- Born: October 16, 1929 New York City, New York, U.S.A.
- Died: February 13, 2016 (aged 86) Palo Alto, California, U.S.A.
- Education: Massachusetts Institute of Technology
- Known for: Quine–McCluskey algorithm
- Children: Edward R. McCluskey, Rosemary McCluskey, Therese McCluskey, Joseph McCluskey, Kevin McCluskey, David McCluskey
- Scientific career
- Fields: Electrical engineering
- Thesis: Algebraic Minimization and the Design of Two-Terminal Contact Networks (1956)
- Doctoral advisor: Samuel H. Caldwell
- Notable students: Alvy Ray Smith Janusz Brzozowski

= Edward J. McCluskey =

American engineer

Edward Joseph McCluskey (October 16, 1929 - February 13, 2016) was a professor at Stanford University. He was a pioneer in the field of Electrical Engineering.

==Biography==
McCluskey was born October 16, 1929, in New York City. He graduated from Bowdoin College in 1953 and earned his Ph.D. in Electrical Engineering from Massachusetts Institute of Technology in 1956.
McCluskey worked on electronic switching systems at the Bell Telephone Laboratories from 1955 to 1959. In 1959, he moved to Princeton University, where he was Professor of Electrical Engineering and Director of the University Computer Center. In 1966, he joined Stanford University, where he was Emeritus Professor of Electrical Engineering and Computer Science, as well as Director of the Center for Reliable Computing. He founded the Stanford Digital Systems Laboratory (now the Computer Systems Laboratory) in 1969 and the Stanford Computer Engineering Program (now the Computer Science MS Degree Program) in 1970. The Stanford Computer Forum (an Industrial Affiliates Program) was started by McCluskey and two colleagues in 1970 and he was its Director until 1978. Professor McCluskey led the Reliability and Testing Symposium (RATS). McCluskey served as the first President of the IEEE Computer Society. He died on February 13, 2016.

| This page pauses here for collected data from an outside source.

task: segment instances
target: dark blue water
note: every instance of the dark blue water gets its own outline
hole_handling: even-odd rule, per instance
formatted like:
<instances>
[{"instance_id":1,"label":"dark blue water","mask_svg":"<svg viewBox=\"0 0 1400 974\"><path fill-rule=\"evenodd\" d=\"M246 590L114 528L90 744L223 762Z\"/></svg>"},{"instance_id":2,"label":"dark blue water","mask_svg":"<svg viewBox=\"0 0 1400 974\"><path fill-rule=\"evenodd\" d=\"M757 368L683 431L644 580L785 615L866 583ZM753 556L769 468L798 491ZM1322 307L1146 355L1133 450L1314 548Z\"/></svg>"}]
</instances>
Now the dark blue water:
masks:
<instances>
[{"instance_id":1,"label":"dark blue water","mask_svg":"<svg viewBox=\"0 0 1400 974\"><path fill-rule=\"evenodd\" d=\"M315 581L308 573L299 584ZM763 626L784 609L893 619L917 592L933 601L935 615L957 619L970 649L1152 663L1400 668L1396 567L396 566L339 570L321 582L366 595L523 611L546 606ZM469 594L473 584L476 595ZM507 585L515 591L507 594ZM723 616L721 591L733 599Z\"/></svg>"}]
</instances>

He was known for his disarming wit and occasional eccentric habits, like his hat collection.

==Focus of research==
McCluskey developed the first algorithm for designing combinational circuits – the Quine–McCluskey logic minimization procedure – as a doctoral student at MIT. His 1956 thesis, supervised by Samuel H. Caldwell, was entitled Algebraic Minimization and the Design of Two-Terminal Contact Networks. At Bell Labs and Princeton, he developed the modern theory of transients (hazards) in logic networks and formulated the concept of operating modes of sequential circuits. He collaborated with Signetics researchers in developing one of the first practical multivalued logic implementations and then worked out a design technique for such circuitry.

His Stanford research focuses on logic testing, synthesis, design for testability, and fault-tolerant computing. Professor McCluskey and his students at the Center for Reliable Computing worked out many key ideas for fault equivalence, probabilistic modeling of logic networks, pseudo-exhaustive testing, and watchdog processors.

==Academic descendants==
He proudly claimed his students as his main product. He had mentored over 70 PhD students and has an expanding family of academic 'grandchildren'. His direct students include Jacob A. Abraham, Daniel Siewiorek, Nur Touba, Subhasish Mitra, Mehdi Tahoori, Jacob Savir, and Ken Wagner; his academic 'grandchildren' include Prithviraj Banerjee, Wesley Kent Fuchs, and Mario Barbacci.

==Awards and honors==
McCluskey is the recipient of the 1996 IEEE Emanuel R. Piore Award "for pioneering and fundamental contributions to design automation and fault tolerant computing."

He is also the recipient of the 2012 IEEE John von Neumann Medal, "for fundamental contributions that shaped the design and testing of digital systems."

McCluskey received the 2008 Computer Pioneer Award from the IEEE Computer Society "for seminal contributions to the design and synthesis of digital systems over five decades, including the first algorithm for logic synthesis (the Quine–McCluskey method);" he also earned the 1991 Taylor Booth Award for "outstanding service as a computer science & engineering educator and for inspiring students and educators alike through his prolific contribution as a teacher, author, curriculum developer & graduate research supervisor."

The IEEE Computer Society named its Technical Achievement Award in honor of McCluskey: The Edward J. McCluskey Technical Achievement Award.

He was a Fellow of the Institute of Electrical and Electronics Engineers (IEEE), the American Association for the Advancement of Science (AAAS), and the Association for Computing Machinery (ACM); and an elected member of the National Academy of Engineering (NAE) (1998).

He received honorary doctorates from the University of Grenoble and Bowdoin College.

He was honored at a special session of 2008 ACM/SIGDA San Jose, California on November 10–13, 2008, where tributes were shared by distinguished researchers Robert K. Brayton, Bernard Courtois, Giovanni De Micheli, Ravishankar K. Iyer, Daniel P. Siewiorek, Tom Williams and Yervant Zorian.